Open adw96 opened 1 year ago

adw96 commented 1 year ago

The issue here is that the documentation for weights should be updated to give guidance on using survey weights.

Someone wrote recently about using survey weights from survey::svydesign() as the input to the weights argument for rigr::regress(). Their reasoning for doing so was that rigr gives robust errors, which they wanted.

It turns out that survey:: svyglm does give robust standard errors, even though they aren't labeled as such. From the docs: "svyglm always returns 'model-robust' standard errors; the Horvitz-Thompson-type standard errors used everywhere in the survey package are a generalisation of the model-robust 'sandwich' estimators. In particular, a quasi-Poisson svyglm will return correct standard errors for relative risk regression models."

Therefore, when working with survey weights, we recommend that you just use svyglm(), not regress(), and keep in mind that you do get robust errors from svyglm().
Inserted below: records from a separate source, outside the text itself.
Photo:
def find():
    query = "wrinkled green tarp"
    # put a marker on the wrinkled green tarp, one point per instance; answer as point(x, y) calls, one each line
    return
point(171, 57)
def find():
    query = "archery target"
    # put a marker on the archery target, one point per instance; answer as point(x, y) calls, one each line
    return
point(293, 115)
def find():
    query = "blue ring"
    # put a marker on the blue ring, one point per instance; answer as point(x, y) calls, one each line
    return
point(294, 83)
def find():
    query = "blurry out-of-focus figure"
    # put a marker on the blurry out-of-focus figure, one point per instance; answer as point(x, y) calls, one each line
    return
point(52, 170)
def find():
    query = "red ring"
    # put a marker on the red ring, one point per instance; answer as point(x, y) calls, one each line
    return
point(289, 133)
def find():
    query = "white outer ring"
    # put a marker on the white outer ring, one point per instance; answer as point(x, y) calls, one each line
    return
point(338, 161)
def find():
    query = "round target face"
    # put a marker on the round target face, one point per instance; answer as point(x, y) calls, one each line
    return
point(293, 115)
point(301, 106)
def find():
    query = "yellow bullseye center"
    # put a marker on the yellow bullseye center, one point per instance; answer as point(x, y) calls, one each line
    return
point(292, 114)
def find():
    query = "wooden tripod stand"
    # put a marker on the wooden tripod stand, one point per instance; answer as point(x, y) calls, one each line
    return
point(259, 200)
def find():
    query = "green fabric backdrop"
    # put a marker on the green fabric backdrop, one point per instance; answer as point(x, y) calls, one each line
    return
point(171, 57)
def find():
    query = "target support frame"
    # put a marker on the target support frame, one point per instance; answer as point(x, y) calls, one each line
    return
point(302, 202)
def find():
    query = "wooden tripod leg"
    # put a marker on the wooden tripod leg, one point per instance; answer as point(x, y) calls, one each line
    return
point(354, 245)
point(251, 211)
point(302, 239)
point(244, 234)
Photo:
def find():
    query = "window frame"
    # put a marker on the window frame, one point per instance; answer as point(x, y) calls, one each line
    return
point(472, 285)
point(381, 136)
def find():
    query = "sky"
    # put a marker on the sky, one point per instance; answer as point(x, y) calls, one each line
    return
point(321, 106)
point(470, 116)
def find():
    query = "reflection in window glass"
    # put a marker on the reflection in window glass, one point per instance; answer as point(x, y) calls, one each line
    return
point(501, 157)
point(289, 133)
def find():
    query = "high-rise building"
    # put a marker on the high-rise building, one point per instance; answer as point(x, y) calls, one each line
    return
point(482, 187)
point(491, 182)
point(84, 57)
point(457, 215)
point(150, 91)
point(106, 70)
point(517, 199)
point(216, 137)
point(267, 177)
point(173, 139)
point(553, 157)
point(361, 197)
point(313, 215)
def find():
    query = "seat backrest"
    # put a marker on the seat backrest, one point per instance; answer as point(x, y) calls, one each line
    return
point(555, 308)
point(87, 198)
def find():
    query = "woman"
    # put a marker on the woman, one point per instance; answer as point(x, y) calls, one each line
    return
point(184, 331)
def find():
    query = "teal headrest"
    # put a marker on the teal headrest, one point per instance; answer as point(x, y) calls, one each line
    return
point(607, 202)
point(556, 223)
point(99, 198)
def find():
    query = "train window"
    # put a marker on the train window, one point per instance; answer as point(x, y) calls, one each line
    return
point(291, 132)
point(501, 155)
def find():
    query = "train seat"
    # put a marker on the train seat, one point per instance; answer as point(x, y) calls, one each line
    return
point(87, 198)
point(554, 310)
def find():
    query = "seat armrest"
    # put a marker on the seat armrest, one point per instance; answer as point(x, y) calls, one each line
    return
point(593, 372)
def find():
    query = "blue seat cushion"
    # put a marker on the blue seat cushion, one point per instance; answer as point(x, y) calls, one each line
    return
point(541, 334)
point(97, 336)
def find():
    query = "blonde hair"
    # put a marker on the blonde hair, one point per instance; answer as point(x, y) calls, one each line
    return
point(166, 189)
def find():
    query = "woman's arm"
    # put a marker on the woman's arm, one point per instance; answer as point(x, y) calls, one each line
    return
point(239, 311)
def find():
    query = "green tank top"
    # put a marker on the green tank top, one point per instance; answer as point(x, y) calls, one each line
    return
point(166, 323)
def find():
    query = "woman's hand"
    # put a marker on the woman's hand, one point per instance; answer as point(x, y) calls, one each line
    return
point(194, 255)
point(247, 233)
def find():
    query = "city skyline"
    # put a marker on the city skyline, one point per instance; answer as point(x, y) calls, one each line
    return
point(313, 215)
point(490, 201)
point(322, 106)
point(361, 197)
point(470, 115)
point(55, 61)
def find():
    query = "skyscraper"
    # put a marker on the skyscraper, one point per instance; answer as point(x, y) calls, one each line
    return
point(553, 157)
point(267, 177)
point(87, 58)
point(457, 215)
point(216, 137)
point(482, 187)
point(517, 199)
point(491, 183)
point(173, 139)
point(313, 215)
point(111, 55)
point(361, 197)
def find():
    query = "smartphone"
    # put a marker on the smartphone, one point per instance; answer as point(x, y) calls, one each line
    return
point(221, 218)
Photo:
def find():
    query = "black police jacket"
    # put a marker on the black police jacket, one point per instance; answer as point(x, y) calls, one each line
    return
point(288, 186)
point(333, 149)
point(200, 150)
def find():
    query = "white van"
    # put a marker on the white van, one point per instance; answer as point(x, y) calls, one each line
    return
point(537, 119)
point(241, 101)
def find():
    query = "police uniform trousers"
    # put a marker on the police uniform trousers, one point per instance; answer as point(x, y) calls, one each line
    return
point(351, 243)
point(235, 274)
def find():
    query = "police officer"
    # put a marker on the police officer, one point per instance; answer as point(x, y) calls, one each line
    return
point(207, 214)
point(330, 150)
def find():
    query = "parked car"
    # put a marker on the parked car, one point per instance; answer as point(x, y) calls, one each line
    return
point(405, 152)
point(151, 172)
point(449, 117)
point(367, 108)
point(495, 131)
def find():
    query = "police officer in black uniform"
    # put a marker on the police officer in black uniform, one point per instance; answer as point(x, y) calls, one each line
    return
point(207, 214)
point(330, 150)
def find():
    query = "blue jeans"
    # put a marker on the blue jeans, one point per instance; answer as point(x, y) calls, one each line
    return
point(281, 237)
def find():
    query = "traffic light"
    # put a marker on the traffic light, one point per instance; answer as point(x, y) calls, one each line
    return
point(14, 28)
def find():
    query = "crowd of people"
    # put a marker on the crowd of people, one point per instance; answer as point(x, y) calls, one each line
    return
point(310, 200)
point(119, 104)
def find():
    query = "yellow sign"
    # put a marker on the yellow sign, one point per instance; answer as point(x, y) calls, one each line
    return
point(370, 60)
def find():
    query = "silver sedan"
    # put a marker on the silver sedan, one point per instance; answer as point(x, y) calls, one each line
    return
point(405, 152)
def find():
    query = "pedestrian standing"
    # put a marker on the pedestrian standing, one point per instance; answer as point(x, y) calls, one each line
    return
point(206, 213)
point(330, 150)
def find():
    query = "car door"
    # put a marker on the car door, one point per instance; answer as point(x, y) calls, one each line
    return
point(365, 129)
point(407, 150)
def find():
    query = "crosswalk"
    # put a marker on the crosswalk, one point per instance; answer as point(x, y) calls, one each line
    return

FYI, the only reason why standard errors differ between svyglm() and regress() with svydesign(id=~1, ...) is because From Thomas Lumley "regress() [covariances] is scaled by n/(n-p), where p is the number of predictors in the model. This is not used by svyglm() because it doesn't generalise well to cluster sampling."

Similarly, svycontrast can be used instead of lincom with svyglm objects.

I hope this helps folx working with survey weights in future!